BUSH LIED, MARTIANS DIED!!!!

"Bomb Mars Show of Force in Basra"--headline, Associated Press, April 2

It Worked for Mata Hari

"ACLU: Military Skirting Law to Spy"--headline, Associated Press, April 2

If Only Col. Mustard Had One in the Billiard Room

"Home Defibrillators Save Lives in Study"--headline Associated Press, April 1

What's Wrong With a Navy Blazer?

"City Seeks Halt, Gag in Greene Suit"--headline, Detroit Free Press, April 2

En Garde!

"Government Issues Waiver for Fencing Along Border"--headline, New York Times, April 2

We Prefer to Call Them 'Undocumented Primates'

"Illegal Marmosets Seek New Home"--headline, Denver Post, April 1

News of the Oxymoronic

"Bill Would Require Parents to Volunteer at Schools"--headline, WEWS-TV Web site (Cleveland), April 1

Breaking News From 1842

"Dickens Stands as Key Hurdle to Rezoning of 125th Street"--headline, New York Sun, April 2

News You Can Use

"Study: Octopuses Lie, Cheat and Kill for Sex"--headline, FoxNews.com, April 2

Bottom Stories of the Day

• "Firefighters Rescue Guinea Pig From Burning Home"--headline, Chicago Tribune, April 1
 
• "Donnie Osmond Urges David Archuleta to Enjoy American Idol"--headline, Associated Press, April 2
 
• "Royal Canadian Air Farce Set to End"--headline, CBC.ca, April 1
 
• "Angry Journalists Vent Their Frustrations to the World"--headline, Agence France-Presse, April 1
 

If Homicide Is Outlawed, Only Outlaws Will Commit Homicide

In an April Fool's Day session, the Los Angeles City Council considered a "ban" on homicide, the Los Angeles Times reports. We use those scare quotes advisedly, since the ban would be temporary and nonbinding. As the Times explains:

The symbolic ban on homicides had been proposed by Los Angeles author and political commentator Earl Ofari Hutchinson, who had urged the city to make a bold statement about the recent increase in homicides.

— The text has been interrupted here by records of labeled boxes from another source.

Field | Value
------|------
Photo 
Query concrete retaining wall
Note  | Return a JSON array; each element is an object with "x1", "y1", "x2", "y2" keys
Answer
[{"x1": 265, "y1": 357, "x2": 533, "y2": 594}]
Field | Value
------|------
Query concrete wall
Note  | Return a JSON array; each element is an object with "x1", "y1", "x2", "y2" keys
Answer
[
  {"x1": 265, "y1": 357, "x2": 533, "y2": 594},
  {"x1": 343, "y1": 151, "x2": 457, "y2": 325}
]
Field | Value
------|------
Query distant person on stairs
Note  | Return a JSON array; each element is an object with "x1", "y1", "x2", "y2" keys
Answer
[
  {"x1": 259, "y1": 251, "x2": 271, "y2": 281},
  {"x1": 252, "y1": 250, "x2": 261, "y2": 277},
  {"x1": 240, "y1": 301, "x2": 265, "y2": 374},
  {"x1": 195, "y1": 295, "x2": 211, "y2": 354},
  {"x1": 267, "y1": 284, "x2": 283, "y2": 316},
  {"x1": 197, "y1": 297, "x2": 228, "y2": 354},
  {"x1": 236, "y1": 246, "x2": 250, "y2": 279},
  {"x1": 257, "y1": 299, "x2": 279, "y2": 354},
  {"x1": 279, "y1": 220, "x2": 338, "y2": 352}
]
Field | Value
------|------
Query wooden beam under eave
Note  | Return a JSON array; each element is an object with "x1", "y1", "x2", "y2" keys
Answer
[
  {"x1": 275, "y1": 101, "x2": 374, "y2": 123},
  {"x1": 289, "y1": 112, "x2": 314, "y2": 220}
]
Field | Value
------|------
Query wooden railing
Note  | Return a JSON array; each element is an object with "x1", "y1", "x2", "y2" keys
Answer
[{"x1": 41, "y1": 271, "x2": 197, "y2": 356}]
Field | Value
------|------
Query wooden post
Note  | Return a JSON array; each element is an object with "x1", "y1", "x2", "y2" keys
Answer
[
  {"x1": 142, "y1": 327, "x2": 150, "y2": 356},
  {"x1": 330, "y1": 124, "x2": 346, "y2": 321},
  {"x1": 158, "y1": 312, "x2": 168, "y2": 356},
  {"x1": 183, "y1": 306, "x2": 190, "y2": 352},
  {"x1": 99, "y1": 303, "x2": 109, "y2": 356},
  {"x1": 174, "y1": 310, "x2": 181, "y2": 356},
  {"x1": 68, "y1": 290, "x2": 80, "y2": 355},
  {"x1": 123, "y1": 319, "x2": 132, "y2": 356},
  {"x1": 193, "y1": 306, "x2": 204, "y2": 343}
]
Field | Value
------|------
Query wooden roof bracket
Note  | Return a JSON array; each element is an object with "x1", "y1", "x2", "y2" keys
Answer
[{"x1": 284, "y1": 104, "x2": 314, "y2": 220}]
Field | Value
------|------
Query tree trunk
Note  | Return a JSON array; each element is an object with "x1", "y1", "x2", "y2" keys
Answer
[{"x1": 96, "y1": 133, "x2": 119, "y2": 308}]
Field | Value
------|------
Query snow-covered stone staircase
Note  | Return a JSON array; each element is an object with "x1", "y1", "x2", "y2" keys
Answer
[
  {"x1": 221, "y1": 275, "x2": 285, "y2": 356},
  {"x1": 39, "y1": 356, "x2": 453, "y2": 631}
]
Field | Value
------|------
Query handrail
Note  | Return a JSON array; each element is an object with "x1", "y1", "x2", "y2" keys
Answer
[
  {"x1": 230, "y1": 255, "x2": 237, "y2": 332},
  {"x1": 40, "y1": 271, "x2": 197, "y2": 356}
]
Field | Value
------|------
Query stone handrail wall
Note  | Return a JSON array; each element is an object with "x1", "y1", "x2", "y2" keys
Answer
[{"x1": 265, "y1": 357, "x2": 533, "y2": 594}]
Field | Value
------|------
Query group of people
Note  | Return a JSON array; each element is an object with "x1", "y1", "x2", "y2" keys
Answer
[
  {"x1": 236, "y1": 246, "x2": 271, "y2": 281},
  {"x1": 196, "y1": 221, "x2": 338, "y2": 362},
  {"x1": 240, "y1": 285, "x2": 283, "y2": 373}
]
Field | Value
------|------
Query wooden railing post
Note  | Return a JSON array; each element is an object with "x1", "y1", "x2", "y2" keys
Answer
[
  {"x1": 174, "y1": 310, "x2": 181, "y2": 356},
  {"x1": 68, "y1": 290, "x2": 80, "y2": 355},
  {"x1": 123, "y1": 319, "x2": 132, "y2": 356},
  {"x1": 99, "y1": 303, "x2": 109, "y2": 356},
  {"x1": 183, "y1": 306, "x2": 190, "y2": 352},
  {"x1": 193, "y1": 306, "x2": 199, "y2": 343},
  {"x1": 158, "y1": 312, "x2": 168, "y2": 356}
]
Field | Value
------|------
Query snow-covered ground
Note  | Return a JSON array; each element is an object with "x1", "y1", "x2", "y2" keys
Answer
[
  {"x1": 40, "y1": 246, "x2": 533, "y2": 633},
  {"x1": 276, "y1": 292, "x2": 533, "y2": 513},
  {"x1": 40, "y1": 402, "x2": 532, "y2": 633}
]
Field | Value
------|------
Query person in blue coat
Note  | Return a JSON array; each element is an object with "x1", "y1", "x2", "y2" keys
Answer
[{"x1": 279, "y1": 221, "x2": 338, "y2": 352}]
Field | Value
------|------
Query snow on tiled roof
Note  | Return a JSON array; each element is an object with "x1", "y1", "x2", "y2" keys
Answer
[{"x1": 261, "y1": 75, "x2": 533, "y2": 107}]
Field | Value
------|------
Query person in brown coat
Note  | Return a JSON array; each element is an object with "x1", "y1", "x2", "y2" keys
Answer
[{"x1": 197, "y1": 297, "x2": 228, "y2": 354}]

"If this works, then the next logical thing is: If a city like Los Angeles can go 40 hours without one homicide, then why not 40 days?" said Hutchinson, president of the Los Angeles Urban Policy Roundtable.

Forty hours, 40 days--heck, why not 40 years? Apparently fearful of that slippery slope, the council said no:

Despite the expressions of support, council members voted only for a resolution that promised to build awareness and dialogue about "the root causes of violence and killing."

Our understanding is that in some places, homicide is against the law, so that if you kill someone, you can actually spend time in prison. Perhaps the L.A. council could take up a nonbinding measure urging the California Legislature to criminalize homicide statewide. Wow would that ever be bold.